Actu-Juridique : Émilie Rousset, pourquoi avoir voulu vous saisir avec Maya Boquet du procès de Bobigny ?
Émilie Rousset : Ma démarche habituelle, dans l’écriture et la mise en scène de spectacles, c’est de partir de l’archive, de la matière documentaire. Je suis tombée sur l’archive des minutes du procès de 1972, publiée par l’association Choisir la cause des femmes de Gisèle Halimi, publiées chez Gallimard. Deux choses nous ont marquées dans ces archives. Les témoignages militants passionnants de Simone de Beauvoir ou Delphine Seyrig, les plaidoiries saisissantes de Gisèle Halimi et Monique Antoine. Et puis l’aura de cette archive interdite : à l’époque toute publication autour de l’avortement était prohibée et il y avait eu une vraie démarche militante, de désobéissance civique, pour transmettre les minutes du procès à une association et à un éditeur, qui a pris le risque de les publier. Encore aujourd’hui, on ignore la source première de la fuite : était-ce la greffière ? Est-ce que Simone de Beauvoir avait payé une dactylo pour prendre des notes pendant le procès ? Toute la mythologie autour de l’archive la rendait d’autant plus vibrante. Tout l’intérêt actuel pour la dernière vague du féminisme, relativement général, nous a aussi donné envie de retrouver un point d’ancrage et de compréhension sur le travail fait par les féministes des années 1970 qui, elles, étaient victimes d’invisibilisation, de critiques.

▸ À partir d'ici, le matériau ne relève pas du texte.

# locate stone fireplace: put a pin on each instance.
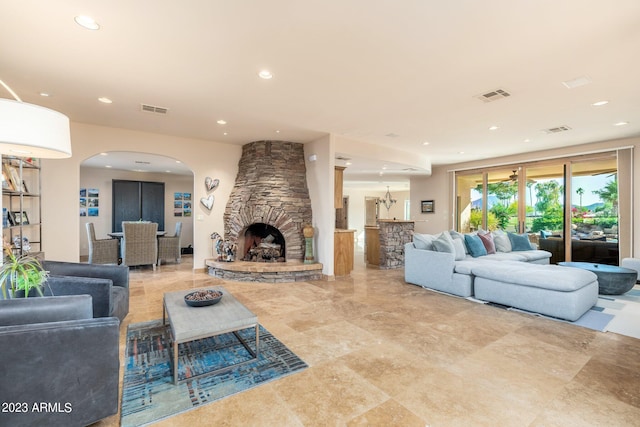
(269, 204)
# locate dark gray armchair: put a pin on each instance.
(55, 353)
(108, 285)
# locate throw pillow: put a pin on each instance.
(475, 246)
(487, 241)
(461, 249)
(455, 235)
(501, 240)
(423, 241)
(444, 244)
(519, 242)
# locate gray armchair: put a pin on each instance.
(101, 251)
(139, 243)
(108, 285)
(169, 246)
(56, 353)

AJ : L’avocat Me Basile Ader, avait adapté la pièce avec Sophie Dumont-Ader, une reconstitution presque à l’exact des audiences. Vous avez choisi un autre type de reconstitution… Pourquoi ?

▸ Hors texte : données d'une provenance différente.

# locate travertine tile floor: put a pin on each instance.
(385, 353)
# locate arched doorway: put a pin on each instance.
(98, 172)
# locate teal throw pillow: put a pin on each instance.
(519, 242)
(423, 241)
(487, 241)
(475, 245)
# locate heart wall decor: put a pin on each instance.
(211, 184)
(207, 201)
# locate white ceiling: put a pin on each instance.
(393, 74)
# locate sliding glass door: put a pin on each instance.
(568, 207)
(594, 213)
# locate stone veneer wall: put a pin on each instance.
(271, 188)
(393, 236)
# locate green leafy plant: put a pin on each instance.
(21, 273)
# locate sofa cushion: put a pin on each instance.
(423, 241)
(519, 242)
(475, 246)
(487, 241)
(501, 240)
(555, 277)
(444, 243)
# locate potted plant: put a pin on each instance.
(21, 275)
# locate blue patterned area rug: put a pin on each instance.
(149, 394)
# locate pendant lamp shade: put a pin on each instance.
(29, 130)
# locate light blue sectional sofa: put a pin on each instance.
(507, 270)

Émilie Rousset : La pièce s’appelle Reconstitution, même si nous ne reconstituons pas le contexte avec des robes, la barre, la théâtralité des débats. Ce qu’on cherche à reconstituer c’est « l’événement Bobigny », en passant par l’imaginaire et l’esprit des spectateurs. On veut donner à voir le réseau de pensée éthique, juridique, philosophique qui a été construit dans le cadre de ce procès dans les années 1970. Et étant témoins de ces flux de paroles, les spectateurs peuvent se représenter ce qu’a été cet événement. On voulait que ce soit à eux de mettre en relation les arguments de l’époque et leurs propres projections. En effet, le dispositif met le spectateur dans la même position que nous. Que ce que l’on a pu vivre face à ces fragments d’archive, que l’on a promenés dans notre sac pendant plus d’un an, en allant à la rencontre d’acteurs présent et passé qui accepteraient de nous livrer leur témoignage sur Bobigny. Le spectateur a le choix de rencontrer untel ou untelle, il se retrouve très proche des comédiens qui rejouent les témoignages, comme s’ils pouvaient eux-mêmes poser les questions. Cela nous semblait pertinent que pour une pièce qui traite du droit à disposer de son corps, que le spectateur décide s’il reste ou s’il part, vers où il veut aller, ce qu’il veut entendre. Le théâtre est plutôt coercitif d’ordinaire, pour nous le procès de Bobigny méritait un dispositif original.
AJ : Vous faites entendre la parole d’une militante polonaise d’aujourd’hui, on peut écouter un beau témoignage de la philosophe Camille Froidevaux Metterie, comme suivre la pensée étonnante de l’activiste anti-choix Émile Duport… un procès est d’ordinaire inscrit dans un temps fermé, qu’apporte cette ouverture-là vers le présent (et le futur ?)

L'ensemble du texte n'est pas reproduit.